About the Artwork
Frog/Bear Square Bowl by non-Native artist Robert Stauffer features a rectangular form and graphic designs based on Indigenous Northwest Coast art with its curved and ovoid formline designs. Stauffer notes that the feast bowl's imagery is "Based on the Haida [Northwest British Columbia] story which tells why an ancestral frog fled from the Queen Charlotte Islands [Haida Gwaii] in ancient times. The abalone shell inlaid on the rim marks the trail of the frog fleeing from the bear, and heading in the opposite direction for the mainland. There are no frogs on the islands to this day."
Many elements of this artwork—such as the materials, form, art style, colors, and subject matter—are based on traditions from the Indigenous peoples of the Northwest Coast. The bowl was carved from a single block of alder wood with traditional Northwest Coast carving tools such as crooked knives and elbow adzes.

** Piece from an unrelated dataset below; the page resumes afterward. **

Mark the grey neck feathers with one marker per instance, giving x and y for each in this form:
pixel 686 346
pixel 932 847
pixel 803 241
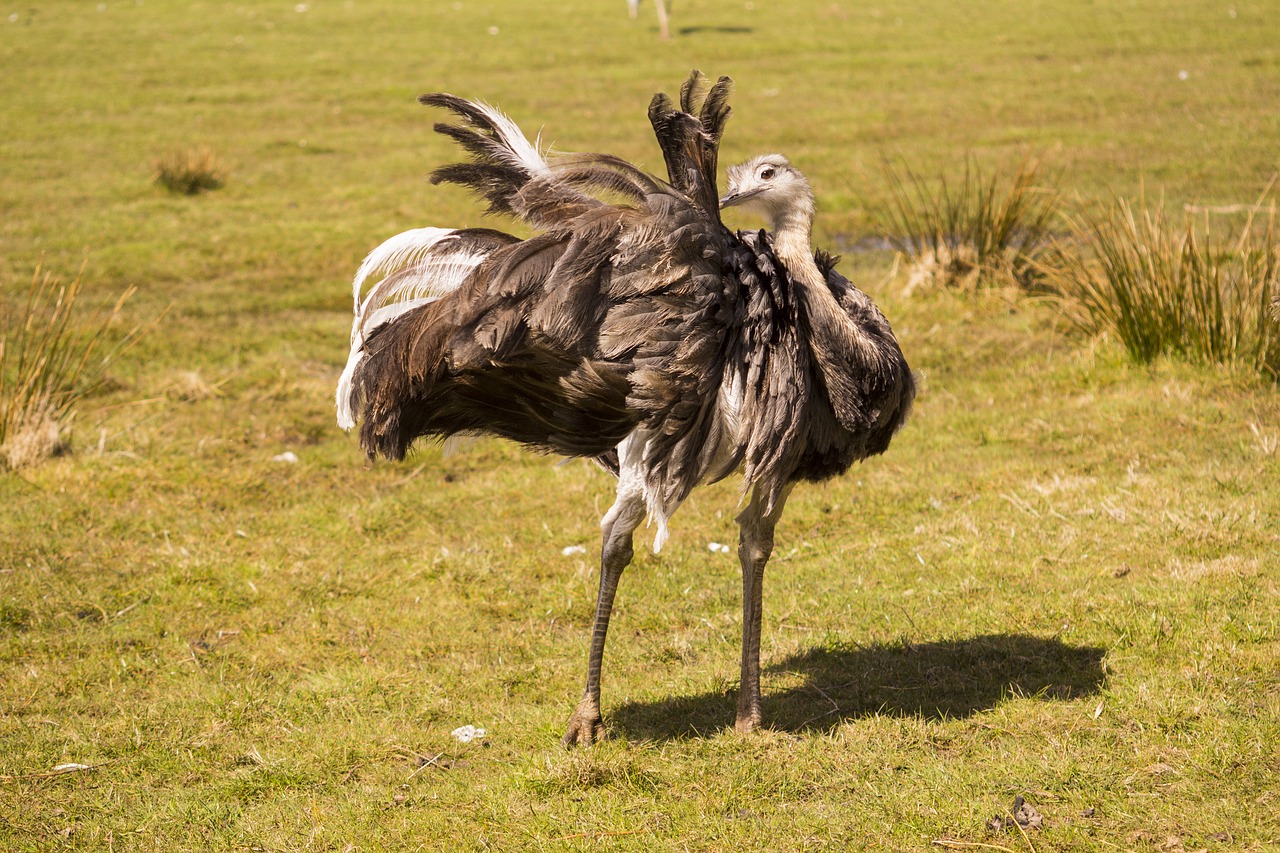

This artwork was acquired for the State Art Collection in partnership with Battle Ground Public Schools.
About the Artist
Robert Stauffer is a Northwest artist whose art focuses on the Native American artistic traditions of the Pacific Northwest Coast. He is a non-Native artist. Stauffer learned to carve after studying with Native American artists at Tillicum Village on Blake Island, in Puget Sound, Western Washington.